Pingback: Rainy-Day Roundup (AWS cloud Fail) – Opinionated
Pingback: Amazon に起こった大規模ダウンタイムを分析する – Data Center Knowledge « Agile Cat — in the cloud with openness
Pingback: Computed·By
This is great guide to configuring AWS for availability zone outages, but AWS have also suffered entire REGIONAL outages which affect all availability zones in a specific region (e.g. August 8, 2011 in US East Region). Here’s Amazon’s update on that situation for information:
“We wanted to provide more detail on the internet connectivity event that occurred from 7:25 PM PDT to 7:55 PM PDT on August 8th in our US East Region. The event affected connectivity between three different Availability Zones and the internet.
The issue happened in the networks that connect our Availability Zones to the internet. All Availability Zones must have network connectivity to the internet and to each other (to enable a customers resources in one Availability Zone to communicate with resources in other Availability Zones). Our border and Availability Zone networks use standard routing protocols both to isolate themselves from potential failure in other Availability Zones and to assure continued connection to other Availability Zones or the internet in the face of a failure in any portion of our network. To prevent network issues in one Availability Zone from impacting any of our other Availability Zones, we use a network routing architecture we refer to as north/south. Northern routers are at the border, facing toward the internet. Southern routers are part of individual Availability Zones. To prevent Availability Zones from being able to impact each others routes to the internet, we use standard routing protocols to prevent southern routers in one Availability Zone from advertising internet routes to any other southern router in another Availability Zone. Southern routers are also prohibited from telling northern routers what routes to use. This causes routes to only propagate from north to south.
The event began when a southern router inside one of our Availability Zones briefly stopped exchanging route information with all adjacent devices, going into an incommunicative state. Upon re-establishing its health, the router began advertising an unusable route to other southern routers in other Availability Zones, deviating from its configuration and bypassing the standard protocol restriction on how routes are allowed to flow. The bad default internet route was picked up and used by the routers in other Availability Zones. Internet traffic from multiple Availability Zones in US East was immediately not routable out to the internet through the border.

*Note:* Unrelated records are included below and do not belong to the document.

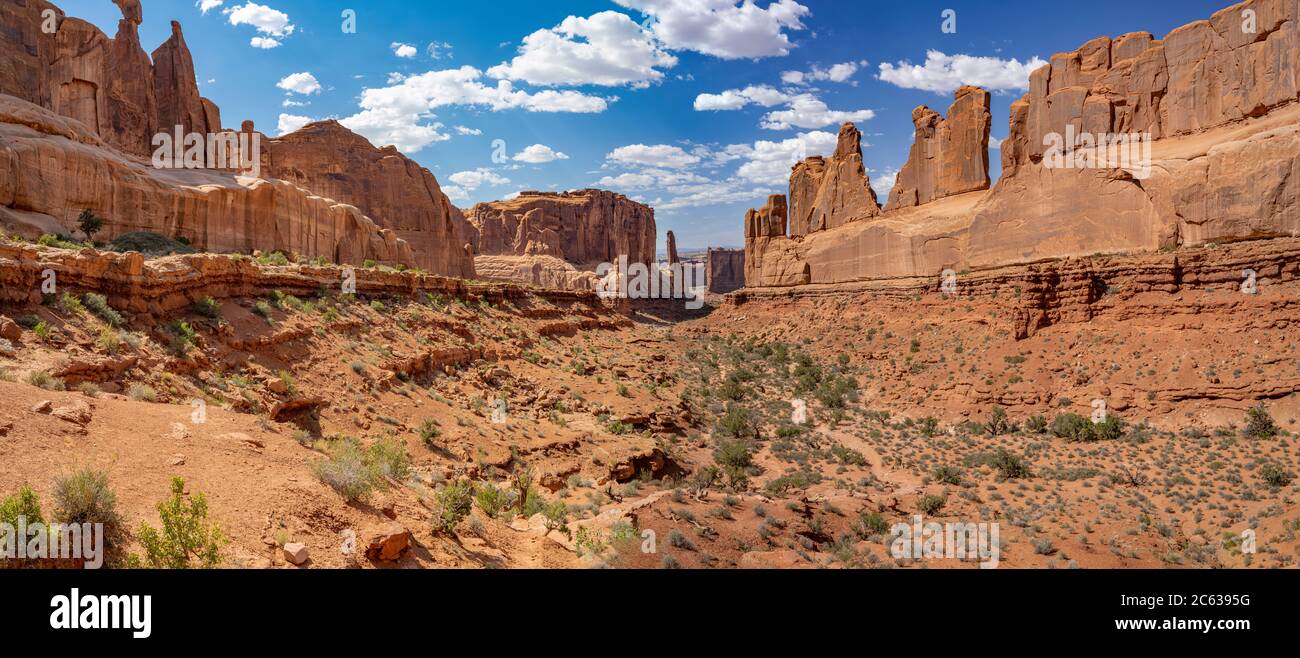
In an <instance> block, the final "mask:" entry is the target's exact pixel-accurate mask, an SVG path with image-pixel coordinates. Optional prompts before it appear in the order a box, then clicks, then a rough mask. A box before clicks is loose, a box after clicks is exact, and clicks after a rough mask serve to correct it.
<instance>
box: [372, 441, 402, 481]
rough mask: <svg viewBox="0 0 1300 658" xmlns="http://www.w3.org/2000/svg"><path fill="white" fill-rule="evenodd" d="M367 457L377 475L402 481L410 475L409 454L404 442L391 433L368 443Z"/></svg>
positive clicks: (395, 479) (382, 476)
mask: <svg viewBox="0 0 1300 658" xmlns="http://www.w3.org/2000/svg"><path fill="white" fill-rule="evenodd" d="M367 458H368V460H369V463H370V464H372V466H373V468H374V473H376V475H377V476H378V477H385V479H393V480H398V481H402V480H406V479H407V476H409V475H411V455H408V454H407V451H406V442H403V441H402V440H400V438H398V437H394V436H391V434H387V436H385V437H382V438H380V440H378V441H376V442H374V443H370V449H369V450H367Z"/></svg>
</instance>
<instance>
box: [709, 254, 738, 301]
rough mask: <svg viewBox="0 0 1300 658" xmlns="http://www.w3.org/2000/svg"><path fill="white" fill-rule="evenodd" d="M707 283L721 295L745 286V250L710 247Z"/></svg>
mask: <svg viewBox="0 0 1300 658" xmlns="http://www.w3.org/2000/svg"><path fill="white" fill-rule="evenodd" d="M705 285H706V286H707V289H708V291H710V293H715V294H719V295H725V294H727V293H731V291H733V290H740V289H742V287H745V250H715V248H710V250H708V252H707V254H706V256H705Z"/></svg>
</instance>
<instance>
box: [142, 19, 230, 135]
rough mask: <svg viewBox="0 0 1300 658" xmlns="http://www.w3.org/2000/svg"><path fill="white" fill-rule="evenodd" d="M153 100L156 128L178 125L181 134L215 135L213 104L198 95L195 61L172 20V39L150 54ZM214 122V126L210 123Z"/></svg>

We resolved the problem by removing the router from service.
We immediately identified that there were no human accesses or automated changes applied to that router. We also have hundreds of thousands of hours of operating experience with this particular router software and hardware configuration. As a result, we had a strong hypothesis that there was an unusual router software failure causing the router to violate the routing protocol. As might have been expected (given the long successful experience we’ve had with this configuration), reproducing the software failure was difficult. Late Wednesday night, working closely with the supplier of this router, we were able to reproduce the behavior and locate the software bug. It confirmed our hypothesis of protocol violation. We’ve developed a mitigation that can both prevent transmittal of a bad internet route and prevent another router from incorporating that route and using it. We’ve tested the mitigation thoroughly and are carefully deploying it throughout our network following our normal change and promotion procedures.
We apologize for any impact this event may have caused our customers. We build with the tenet that even the most serious network failure should not impact more than one Availability Zone beyond the extremely short convergence times required by the network routing protocols. We will continue to work on eliminating any issues that could jeopardize that important tenet.”